Yeah, the next day on the news, we heard the Pope was stabbed by a young black man who thought he was supposed to be a Klansman and got very offened. That was the end of Halloween as we knew it. The next year the police department brought in the Sacramento Posse, on horse back, among crowds of pedestrians wearing costumes, and that was all it took to take the community spirit out of that holiday.

And what was instituted out of these events was “mandatory overtime”. The cops used these holidays, along with St. Paddy’s, and eventually Caesar Chavez Day, to add overtime to their pay, whether they worked it or not. Every year council and the CPOA work, behind closed doors, on a Memo of Understanding that requires a set amount of overtime for the cops, on the premise that these holidays demanded that kind of attention. As I’ve shown in previous posts, they’ve made a policy by which they’ve traded overtime they haven’t used for “compensated time off”, which accrues unused until they retire and then turns into money.

Chief Aldridge has been on the news lately, mouthing a lie about the police being burned out and hard to recruit new officers because of mandatory overtime? That is such a crock. I don’t think many people read the contracts, so I wrote a letter to the editor about it.

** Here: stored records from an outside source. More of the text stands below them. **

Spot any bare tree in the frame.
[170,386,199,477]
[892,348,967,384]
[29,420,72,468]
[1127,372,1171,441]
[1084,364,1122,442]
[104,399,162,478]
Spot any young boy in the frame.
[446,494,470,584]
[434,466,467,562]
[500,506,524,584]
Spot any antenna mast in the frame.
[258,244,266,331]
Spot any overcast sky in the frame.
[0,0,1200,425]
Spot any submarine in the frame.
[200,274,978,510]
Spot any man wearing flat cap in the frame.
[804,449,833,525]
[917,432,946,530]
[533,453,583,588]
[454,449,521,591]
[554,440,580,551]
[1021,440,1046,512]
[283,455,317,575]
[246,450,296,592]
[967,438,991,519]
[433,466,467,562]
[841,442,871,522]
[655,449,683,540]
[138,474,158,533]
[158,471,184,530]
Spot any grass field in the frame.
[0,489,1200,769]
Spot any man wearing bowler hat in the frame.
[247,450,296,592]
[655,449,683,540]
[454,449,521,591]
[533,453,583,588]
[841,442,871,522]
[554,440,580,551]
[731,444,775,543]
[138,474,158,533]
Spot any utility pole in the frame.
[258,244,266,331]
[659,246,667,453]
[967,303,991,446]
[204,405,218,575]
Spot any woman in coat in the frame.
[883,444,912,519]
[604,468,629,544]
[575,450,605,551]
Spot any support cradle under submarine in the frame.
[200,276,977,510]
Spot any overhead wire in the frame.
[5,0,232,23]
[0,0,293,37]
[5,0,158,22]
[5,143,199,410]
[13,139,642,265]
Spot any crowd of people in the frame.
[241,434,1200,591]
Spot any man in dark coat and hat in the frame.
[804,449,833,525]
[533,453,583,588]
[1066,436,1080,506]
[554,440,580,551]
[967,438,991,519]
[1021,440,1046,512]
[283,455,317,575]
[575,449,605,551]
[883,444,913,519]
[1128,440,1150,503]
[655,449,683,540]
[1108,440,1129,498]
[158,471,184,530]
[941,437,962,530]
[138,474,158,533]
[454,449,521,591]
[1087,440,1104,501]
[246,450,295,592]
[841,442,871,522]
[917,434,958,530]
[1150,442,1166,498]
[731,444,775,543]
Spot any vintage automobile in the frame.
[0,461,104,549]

I agree with Chief Aldridge – the city needs to stop putting “mandatory” overtime in the police contracts. Overtime has traditionally been written into the contracts for certain holidays that caused problems in past, but those holidays don’t produce the arrests anymore. Even though St Paddy’s was on Friday this year. KRCR reported, “Spring Break, combined with a reduced student population, results in a significant decline in the number of house parties in the south campus and west side areas, according to police.”

Overtime has taken the department over budget. They call it “mandatory” overtime, but even if the officer doesn’t work those hours, they’re compensated through “Compensated Time Off”. According to the contract, CTO is offered “at the rate of one and one-half (1½) hours for each hour of overtime”. So they’re paid for not working, at overtime rates. Furthermore, if they’re not able to use that CTO, it becomes “Selective Time Off,” without pay. But try to follow this – unused STO is accrued, “at the rate of two (2) hours for each hour of overtime, which accrues until the employee retires”.  At retirement, unused STO hours “shall be converted to CTO in accordance with the formula set forth in this section, and Employee shall be compensated.” There you see, one way or another, officers get paid for overtime they don’t work.

With 19 new hires over the past year, our police department should be adequate to do their job without racking up overtime. End mandatory overtime.